As the night drags on, more drinking and bickering occurs. Along with a thwarted rescue attempt made by a couple of passing soldiers, and a hilarious surprise death midway through proceedings...
ME AND MY MATES VS THE ZOMBIE APOCALYPSE is good fun in a similar vein to SHAUN OF THE DEAD. It obviously has a very Australian take on the humour, so you can expect lots of boisterous swearing, knob gags, casual racism (repeated insistence that Asian Lachlan dole out some "ninja shit", for example) and just about every form of irreverent humour you can think of. None of which is offensive, thanks to writer-director Declan Shrubb's amiable (and very witty) script and the likeable cast.
Comic timing is spot on, as you'd expect from stand-up comics such as Jefferies, while Fleet steals the show as the ostensibly hard-nosed but ultimately well-intended father figure.
The zombie attacks are righteously gory, relying heavily on practical effects work. There's a nice nod to Captain Rhodes' death from DAY OF THE DEAD but by-and-large the in-jokes are restrained enough so as not to isolate newbies from the fun.
The pacing is brisk and the one-liners hit their mark more often than they miss. Production values are decent. If there is one flaw, it's that the film tries to be funny all the time. Comedy always has more impact when married to a little serious drama. There isn't any here - even the film's "darkest" moments are delivered for laughs. While they are funny, I feel the success of the film would've been greater with some balance between the giggles and a bit of pathos.
Still, it's a minor quibble on my part. Keep watching during the end titles sequence too for more closure on the surviving protagonists...
APOCALYPSE is presented uncut in its original 16x9 ratio. It looks grand, with deep blacks and fine detail throughout. There's no room for complaint when it comes to colour conveyance. This is a solid, noise-free transfer.
2.0 and 5.1 options are provided in terms of the English audio. Both are good: I preferred the more natural-sounding 2.0 track.
The disc opens to a static main menu page.
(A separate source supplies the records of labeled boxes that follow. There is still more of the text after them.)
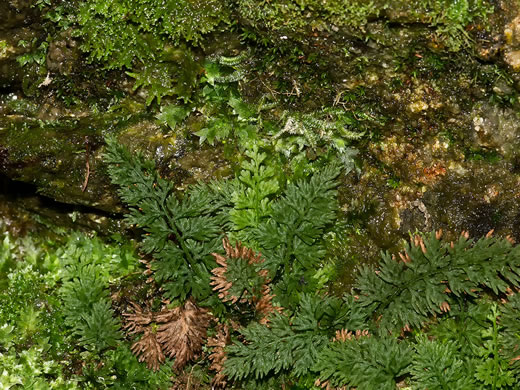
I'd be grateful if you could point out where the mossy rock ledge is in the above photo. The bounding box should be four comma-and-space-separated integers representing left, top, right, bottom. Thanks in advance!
0, 0, 520, 248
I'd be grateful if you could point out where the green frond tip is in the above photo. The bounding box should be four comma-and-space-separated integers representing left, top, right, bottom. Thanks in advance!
105, 138, 229, 301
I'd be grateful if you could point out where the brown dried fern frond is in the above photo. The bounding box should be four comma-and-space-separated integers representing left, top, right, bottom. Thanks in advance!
132, 327, 165, 371
210, 237, 269, 304
207, 324, 231, 389
156, 299, 211, 370
255, 284, 282, 325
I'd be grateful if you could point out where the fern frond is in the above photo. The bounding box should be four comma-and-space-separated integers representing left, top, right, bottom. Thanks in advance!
410, 337, 476, 390
356, 232, 520, 330
314, 334, 412, 390
255, 161, 340, 296
106, 138, 229, 300
157, 300, 211, 370
74, 300, 121, 351
224, 294, 366, 381
207, 324, 231, 388
132, 327, 166, 371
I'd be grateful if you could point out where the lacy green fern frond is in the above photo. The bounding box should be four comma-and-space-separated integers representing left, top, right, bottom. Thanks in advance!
313, 333, 412, 390
230, 145, 280, 242
106, 138, 231, 300
254, 165, 340, 297
356, 233, 520, 330
500, 292, 520, 377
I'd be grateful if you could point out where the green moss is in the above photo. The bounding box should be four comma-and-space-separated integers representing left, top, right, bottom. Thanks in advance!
77, 0, 230, 68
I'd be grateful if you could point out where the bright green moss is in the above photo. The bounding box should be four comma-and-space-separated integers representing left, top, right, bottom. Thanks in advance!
73, 0, 230, 68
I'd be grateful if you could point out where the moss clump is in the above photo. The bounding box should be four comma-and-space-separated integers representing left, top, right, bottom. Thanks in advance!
77, 0, 230, 68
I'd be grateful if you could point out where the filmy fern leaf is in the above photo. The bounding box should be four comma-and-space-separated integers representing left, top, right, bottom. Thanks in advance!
224, 294, 366, 381
255, 161, 340, 296
76, 300, 121, 351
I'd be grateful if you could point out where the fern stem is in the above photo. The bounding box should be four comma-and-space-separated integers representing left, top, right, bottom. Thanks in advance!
159, 202, 195, 268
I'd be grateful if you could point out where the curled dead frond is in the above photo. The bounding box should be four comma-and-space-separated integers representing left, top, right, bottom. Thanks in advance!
156, 299, 211, 370
332, 329, 370, 342
132, 327, 165, 371
123, 302, 154, 334
207, 324, 231, 389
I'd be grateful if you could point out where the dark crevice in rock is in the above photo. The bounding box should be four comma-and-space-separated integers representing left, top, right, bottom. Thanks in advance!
0, 174, 122, 235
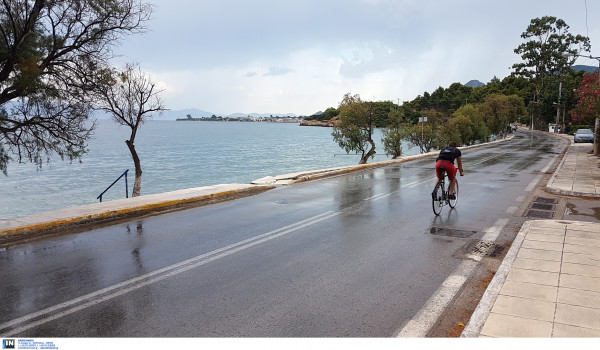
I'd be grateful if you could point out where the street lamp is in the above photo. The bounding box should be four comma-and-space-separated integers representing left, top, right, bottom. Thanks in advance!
563, 53, 600, 156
A static scene selection screen affords access to the film via 16 chapters.
Bonus features are restricted to the film's original 2-minute trailer, which is predictably mirth-filled and frantic. "Not in fucking 3D!" it proudly boasts.
ME AND MY MATES is an affably daft zom-com that could've been great if it had thrown in some drama to balance out the jokes. As it stands, it's gory fun and looks good on Matchbox Films' DVD.